14. Insist on keeping your car windshield wipers running in all weather conditions "to keep them tuned up."

15. Reply to everything someone says with "that's what YOU think."

16. Staple papers in the middle of the page.


18. type only in lowercase.

19 don t use any punctuation either

20. As often as possible, skip rather than walk.

21. Practice making fax and modem noises.

22. Highlight irrelevant material in scientific papers and cc: them to your boss.

23. Make beeping noises when a large person backs up.

24. Ask people what sex they are.  Laugh hysterically after they answer.

25. Specify that your drive-through order is "To go."

26. Sing along at the opera.

27. Go to a poetry recital and ask why the poems don't rhyme.

28. Put mosquito netting around your work area and play tropical sounds all day.

29. Signal that a conversation is over by clamping your hands over your ears.

30. Five days in advance, tell your friends you can't attend their party because you're not in the mood.

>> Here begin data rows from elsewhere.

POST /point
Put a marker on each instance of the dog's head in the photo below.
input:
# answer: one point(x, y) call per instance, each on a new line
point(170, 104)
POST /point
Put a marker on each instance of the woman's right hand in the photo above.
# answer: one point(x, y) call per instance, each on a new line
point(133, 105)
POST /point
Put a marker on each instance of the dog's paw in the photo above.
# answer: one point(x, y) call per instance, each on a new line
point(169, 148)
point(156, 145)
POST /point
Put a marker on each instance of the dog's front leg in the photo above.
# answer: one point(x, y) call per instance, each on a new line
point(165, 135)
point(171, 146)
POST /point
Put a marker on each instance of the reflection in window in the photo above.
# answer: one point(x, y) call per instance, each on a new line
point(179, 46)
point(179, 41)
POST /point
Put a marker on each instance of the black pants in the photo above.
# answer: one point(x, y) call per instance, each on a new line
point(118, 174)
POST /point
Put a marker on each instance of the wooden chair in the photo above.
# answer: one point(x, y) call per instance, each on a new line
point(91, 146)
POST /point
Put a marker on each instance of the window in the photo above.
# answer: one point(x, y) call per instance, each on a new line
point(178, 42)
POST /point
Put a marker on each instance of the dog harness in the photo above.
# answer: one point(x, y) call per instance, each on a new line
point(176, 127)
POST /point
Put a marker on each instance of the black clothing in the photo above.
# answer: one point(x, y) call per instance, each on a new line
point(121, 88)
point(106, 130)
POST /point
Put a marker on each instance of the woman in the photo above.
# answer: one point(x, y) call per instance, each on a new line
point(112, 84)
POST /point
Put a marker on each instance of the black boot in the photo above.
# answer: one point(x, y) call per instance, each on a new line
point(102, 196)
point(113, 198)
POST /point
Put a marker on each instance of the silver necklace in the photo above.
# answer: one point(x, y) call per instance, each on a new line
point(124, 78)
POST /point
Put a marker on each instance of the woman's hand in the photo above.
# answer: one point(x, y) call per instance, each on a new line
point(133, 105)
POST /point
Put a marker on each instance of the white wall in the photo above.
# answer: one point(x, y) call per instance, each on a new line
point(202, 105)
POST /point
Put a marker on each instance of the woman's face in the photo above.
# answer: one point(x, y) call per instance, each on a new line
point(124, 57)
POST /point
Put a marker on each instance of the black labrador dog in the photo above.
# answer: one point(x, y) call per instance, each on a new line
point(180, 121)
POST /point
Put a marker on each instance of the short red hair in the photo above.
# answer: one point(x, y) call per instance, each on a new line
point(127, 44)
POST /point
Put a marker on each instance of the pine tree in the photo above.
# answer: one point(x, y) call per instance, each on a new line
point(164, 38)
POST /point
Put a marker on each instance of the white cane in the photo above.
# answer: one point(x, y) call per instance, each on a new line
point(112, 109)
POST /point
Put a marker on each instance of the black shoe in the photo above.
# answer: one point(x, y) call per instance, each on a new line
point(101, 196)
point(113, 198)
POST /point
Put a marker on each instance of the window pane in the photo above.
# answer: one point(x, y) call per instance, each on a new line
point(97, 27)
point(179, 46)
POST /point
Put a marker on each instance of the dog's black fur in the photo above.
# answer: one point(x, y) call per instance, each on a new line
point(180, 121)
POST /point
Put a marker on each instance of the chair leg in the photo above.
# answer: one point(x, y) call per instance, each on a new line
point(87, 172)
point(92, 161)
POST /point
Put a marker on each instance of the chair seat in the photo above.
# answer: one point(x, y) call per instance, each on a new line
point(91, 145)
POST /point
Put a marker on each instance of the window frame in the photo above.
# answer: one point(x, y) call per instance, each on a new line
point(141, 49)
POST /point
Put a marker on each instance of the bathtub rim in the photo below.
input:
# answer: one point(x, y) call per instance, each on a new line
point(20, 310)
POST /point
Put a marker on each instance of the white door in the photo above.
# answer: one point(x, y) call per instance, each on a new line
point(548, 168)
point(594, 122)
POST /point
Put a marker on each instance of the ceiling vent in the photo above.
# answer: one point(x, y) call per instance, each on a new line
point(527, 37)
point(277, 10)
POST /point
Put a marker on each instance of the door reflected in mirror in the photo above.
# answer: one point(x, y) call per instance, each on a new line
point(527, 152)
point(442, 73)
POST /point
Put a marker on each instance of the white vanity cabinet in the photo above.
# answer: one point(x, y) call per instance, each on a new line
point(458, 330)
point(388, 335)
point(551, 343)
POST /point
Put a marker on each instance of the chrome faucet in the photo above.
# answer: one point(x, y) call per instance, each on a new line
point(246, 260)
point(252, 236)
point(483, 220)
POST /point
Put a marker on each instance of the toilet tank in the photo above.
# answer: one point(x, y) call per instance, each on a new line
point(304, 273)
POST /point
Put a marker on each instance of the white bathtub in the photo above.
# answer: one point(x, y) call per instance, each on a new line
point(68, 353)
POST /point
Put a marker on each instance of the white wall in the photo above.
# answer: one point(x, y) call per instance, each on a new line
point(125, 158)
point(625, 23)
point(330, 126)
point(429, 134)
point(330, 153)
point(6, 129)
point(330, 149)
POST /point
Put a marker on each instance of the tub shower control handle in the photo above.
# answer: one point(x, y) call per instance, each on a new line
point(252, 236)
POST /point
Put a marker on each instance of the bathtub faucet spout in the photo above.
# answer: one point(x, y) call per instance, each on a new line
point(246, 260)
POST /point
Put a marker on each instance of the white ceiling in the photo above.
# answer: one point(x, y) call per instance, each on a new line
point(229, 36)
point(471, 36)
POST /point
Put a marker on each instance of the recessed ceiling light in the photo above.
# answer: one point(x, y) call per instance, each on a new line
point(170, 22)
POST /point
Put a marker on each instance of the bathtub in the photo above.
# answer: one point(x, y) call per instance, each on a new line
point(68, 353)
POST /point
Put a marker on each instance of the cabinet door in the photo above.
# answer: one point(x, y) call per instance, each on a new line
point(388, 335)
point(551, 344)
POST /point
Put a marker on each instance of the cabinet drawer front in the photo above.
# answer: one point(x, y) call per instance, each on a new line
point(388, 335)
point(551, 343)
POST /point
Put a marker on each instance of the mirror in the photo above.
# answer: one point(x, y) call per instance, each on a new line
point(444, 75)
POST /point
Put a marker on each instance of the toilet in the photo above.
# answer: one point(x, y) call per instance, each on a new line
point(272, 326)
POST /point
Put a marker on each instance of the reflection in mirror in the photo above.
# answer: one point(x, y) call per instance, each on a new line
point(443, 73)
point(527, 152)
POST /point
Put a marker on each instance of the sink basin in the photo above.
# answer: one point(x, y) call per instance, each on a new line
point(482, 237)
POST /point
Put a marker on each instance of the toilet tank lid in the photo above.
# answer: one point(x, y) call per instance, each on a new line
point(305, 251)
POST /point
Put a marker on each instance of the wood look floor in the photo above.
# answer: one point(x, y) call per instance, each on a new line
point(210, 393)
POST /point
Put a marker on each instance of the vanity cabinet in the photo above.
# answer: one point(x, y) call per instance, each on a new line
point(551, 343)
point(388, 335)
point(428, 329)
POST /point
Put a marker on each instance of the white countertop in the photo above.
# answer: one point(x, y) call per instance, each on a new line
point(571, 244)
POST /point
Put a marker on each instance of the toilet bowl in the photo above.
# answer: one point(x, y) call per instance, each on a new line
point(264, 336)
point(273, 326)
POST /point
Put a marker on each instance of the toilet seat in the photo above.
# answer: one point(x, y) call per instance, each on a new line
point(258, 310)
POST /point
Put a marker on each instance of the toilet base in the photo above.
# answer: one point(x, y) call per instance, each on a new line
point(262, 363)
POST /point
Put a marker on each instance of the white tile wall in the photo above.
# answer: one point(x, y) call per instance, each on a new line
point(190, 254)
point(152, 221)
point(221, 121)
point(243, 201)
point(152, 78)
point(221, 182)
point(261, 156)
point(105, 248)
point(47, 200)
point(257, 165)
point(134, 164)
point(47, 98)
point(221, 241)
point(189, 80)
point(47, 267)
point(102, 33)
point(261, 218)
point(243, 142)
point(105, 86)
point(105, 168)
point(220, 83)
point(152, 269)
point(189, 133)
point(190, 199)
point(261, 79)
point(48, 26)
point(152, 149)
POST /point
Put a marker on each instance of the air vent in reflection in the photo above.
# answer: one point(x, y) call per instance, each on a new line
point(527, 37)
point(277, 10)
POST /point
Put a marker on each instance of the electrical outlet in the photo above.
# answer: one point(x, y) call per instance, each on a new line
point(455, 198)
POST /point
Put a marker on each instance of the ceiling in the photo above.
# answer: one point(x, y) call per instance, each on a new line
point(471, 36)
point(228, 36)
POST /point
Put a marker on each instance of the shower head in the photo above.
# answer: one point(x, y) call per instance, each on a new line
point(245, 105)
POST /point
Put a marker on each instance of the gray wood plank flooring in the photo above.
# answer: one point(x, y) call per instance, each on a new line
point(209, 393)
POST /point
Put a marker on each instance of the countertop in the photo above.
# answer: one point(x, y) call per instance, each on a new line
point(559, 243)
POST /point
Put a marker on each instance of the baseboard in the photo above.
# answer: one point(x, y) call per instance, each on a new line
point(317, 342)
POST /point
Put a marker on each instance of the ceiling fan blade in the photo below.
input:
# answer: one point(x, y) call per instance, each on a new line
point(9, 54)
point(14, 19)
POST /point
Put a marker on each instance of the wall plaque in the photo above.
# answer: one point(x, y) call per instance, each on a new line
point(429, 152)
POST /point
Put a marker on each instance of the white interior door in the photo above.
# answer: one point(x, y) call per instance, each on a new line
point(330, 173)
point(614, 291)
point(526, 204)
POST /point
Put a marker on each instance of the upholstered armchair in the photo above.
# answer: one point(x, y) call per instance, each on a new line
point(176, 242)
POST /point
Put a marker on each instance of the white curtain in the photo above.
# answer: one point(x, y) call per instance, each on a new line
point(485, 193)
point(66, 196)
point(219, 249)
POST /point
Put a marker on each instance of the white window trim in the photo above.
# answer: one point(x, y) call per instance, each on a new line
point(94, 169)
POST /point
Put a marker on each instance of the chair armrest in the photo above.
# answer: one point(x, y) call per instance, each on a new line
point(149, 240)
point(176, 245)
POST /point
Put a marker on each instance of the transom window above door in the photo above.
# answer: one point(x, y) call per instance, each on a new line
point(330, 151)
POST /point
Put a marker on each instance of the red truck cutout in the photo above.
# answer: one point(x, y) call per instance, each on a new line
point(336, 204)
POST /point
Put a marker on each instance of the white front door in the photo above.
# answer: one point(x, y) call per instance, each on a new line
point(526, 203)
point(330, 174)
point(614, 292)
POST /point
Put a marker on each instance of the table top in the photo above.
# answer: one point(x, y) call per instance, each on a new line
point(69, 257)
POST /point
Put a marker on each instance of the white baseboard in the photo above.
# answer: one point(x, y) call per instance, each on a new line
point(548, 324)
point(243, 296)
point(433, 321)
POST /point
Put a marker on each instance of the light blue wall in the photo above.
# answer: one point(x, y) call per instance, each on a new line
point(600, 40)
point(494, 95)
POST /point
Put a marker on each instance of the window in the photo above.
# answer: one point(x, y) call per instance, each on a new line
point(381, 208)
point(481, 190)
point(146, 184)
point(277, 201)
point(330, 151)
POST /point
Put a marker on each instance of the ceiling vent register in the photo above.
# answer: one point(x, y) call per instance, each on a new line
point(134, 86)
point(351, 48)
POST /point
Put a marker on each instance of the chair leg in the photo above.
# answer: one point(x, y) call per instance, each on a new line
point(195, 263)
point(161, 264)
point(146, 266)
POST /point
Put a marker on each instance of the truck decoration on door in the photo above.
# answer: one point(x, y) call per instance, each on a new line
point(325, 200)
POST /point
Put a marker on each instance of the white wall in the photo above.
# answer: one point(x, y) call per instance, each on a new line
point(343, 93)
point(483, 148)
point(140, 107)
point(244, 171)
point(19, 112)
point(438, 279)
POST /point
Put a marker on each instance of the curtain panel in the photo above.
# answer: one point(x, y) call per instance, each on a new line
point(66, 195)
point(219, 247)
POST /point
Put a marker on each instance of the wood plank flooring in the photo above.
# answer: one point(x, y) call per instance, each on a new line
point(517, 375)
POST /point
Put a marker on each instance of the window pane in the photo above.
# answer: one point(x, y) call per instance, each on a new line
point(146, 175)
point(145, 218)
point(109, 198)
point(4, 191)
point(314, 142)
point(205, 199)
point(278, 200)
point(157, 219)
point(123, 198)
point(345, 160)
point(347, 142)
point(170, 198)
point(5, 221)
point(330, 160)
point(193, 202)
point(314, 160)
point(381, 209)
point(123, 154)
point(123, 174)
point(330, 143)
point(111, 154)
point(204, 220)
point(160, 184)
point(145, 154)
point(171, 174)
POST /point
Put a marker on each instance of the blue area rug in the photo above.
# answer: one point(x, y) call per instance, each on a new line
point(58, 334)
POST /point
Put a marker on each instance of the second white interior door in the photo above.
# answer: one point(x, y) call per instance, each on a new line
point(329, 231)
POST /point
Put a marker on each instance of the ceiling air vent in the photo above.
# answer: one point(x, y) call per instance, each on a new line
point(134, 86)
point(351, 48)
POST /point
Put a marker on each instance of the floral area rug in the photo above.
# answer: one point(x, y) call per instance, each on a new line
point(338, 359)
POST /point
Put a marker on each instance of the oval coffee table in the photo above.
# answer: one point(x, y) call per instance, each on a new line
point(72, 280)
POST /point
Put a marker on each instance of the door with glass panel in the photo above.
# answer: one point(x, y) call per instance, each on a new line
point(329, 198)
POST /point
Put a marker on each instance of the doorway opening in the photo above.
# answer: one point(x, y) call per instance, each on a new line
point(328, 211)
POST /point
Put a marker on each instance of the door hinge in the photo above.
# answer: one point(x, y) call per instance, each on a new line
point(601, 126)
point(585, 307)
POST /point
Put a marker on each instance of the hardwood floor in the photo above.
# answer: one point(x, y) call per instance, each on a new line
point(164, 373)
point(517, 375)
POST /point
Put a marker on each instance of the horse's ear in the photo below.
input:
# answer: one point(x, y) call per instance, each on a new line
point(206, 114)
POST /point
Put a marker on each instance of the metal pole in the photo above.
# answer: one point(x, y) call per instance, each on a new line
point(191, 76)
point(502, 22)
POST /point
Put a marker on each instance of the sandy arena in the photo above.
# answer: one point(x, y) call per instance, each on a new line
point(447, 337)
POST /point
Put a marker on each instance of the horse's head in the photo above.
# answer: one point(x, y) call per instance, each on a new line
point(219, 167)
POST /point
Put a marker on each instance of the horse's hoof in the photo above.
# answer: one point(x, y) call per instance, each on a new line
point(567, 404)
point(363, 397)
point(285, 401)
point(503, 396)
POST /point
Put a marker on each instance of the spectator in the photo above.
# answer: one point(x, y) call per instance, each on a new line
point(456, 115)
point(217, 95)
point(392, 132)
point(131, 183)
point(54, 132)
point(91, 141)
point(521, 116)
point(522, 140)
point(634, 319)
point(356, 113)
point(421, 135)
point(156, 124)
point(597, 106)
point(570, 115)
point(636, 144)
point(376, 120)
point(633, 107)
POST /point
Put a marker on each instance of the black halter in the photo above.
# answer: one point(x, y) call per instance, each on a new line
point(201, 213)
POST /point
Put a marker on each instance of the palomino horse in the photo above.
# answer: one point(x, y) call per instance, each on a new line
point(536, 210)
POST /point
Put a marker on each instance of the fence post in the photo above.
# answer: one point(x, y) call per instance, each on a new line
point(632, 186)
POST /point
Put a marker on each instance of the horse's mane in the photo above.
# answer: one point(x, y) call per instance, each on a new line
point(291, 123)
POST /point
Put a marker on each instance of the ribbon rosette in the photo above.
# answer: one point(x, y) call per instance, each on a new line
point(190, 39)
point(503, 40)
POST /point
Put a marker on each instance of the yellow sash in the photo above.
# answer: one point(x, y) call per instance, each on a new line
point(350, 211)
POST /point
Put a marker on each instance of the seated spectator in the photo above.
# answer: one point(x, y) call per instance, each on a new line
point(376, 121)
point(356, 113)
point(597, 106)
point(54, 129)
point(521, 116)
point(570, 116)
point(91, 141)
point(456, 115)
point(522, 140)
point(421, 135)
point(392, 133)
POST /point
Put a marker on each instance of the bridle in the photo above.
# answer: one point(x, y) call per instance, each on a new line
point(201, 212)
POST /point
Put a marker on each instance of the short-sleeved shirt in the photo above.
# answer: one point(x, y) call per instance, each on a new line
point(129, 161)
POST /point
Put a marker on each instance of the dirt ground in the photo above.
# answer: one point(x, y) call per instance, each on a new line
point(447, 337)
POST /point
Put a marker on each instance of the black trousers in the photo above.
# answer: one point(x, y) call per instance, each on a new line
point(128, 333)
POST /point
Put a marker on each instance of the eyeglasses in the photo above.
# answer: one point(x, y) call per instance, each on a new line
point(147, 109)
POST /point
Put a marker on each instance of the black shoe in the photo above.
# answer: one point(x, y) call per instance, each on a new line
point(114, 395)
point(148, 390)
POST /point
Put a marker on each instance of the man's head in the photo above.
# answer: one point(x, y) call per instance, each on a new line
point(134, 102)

31. Have your coworkers address you by your wrestling name, Rock Hard.

32. While making presentations, occasionally bob your head like a parakeet.

33. Publicly investigate just how slowly you can make a "croaking" noise.

34. Ask your co-workers mysterious questions and then scribble the answers in a notebook. Mutter something about "psychological profiles."

35. Honk and wave to strangers.

36. Decline to be seated at a restaurant, and simply eat their complimentary mints by the cash register.

37. When the money comes out the ATM, scream "I won!, I won!"     

38. When leaving the zoo, start running towards the parking lot, yelling "run for your lives, they're loose!!"

39. Buy a large quantity of orange traffic cones and reroute whole streets.

40. Repeat the following conversation a dozen times: "Do you hear that?", "What?" "Never mind, it's gone now."

41. Try playing the William Tell Overture (The Lone Ranger Theme) by tapping on the bottom of your chin. When nearly done, announce, "no, wait, I messed it up," and repeat.

42. Tell your children over dinner, "Due to the economy, we are going to have to let one of you go."